The children are still too young, of course, to be deeply involved in such things. Ethel herself is still observing her year of mourning. She rarely goes out socially, hardly ever appears at public functions. Basically her life is at Hickory Hill. The vast affairs that once characterized the place are no more. But her home is still constantly filled with guests of every rank and background, and they find the quality of life there surprisingly unchanged.
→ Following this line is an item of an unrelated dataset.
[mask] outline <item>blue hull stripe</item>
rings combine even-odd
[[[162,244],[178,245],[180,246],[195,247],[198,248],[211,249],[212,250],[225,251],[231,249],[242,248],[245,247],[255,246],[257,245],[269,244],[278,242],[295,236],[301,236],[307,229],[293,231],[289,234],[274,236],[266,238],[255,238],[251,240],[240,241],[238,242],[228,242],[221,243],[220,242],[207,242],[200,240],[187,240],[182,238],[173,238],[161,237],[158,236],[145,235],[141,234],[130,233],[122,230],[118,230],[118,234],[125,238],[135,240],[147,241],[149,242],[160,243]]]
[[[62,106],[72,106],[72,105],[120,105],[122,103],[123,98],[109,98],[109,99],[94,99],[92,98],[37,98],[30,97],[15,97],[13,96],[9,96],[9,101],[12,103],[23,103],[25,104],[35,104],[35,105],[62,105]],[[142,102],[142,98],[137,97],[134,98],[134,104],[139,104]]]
Brumus is still in residence. Visitors are welcomed by the same assault wave of small Kennedys tumbling happily down the red-carpeted stairway virtually into their arms. There is always an extra bed in one of the 19 rooms for an unexpected guest, just as there is always another chair—or two or three—at the table. When someone turns up, a few positions are shifted, and the visitor finds himself sitting next to Ted Kennedy, onetime Football Great Roosevelt Grier, Supreme Court Justice Byron ("Whizzer") White, Actress Lauren Bacall—or perhaps a trio of civil rights workers from the South. It all seems so natural, says Dave Hackett, Bobby's prep-school roommate and longtime friend, that "you have the feeling he himself will come walking in."

Sprint Around the Lawn

Ethel is no longer the prankster she was in days past, when she would string up a dummy parachutist in a tree by way of greeting General Maxwell Taylor, who parachuted into Normandy on Dday. But evenings at Hickory Hill are hardly occasions for quiet conversation. "After dinner, you never just sit around and talk, because she's not comfortable in that type of situation," says a friend. There is always an activity of some sort—charades, games of "who said that?" based on the day's news—or a movie in the playroom by the pool. A recent guest remembers pushing back from the table after a particularly mountainous meal, only to hear Ethel announce "O.K., everybody, let's have a race," and then lead the way at a full sprint around the lawn.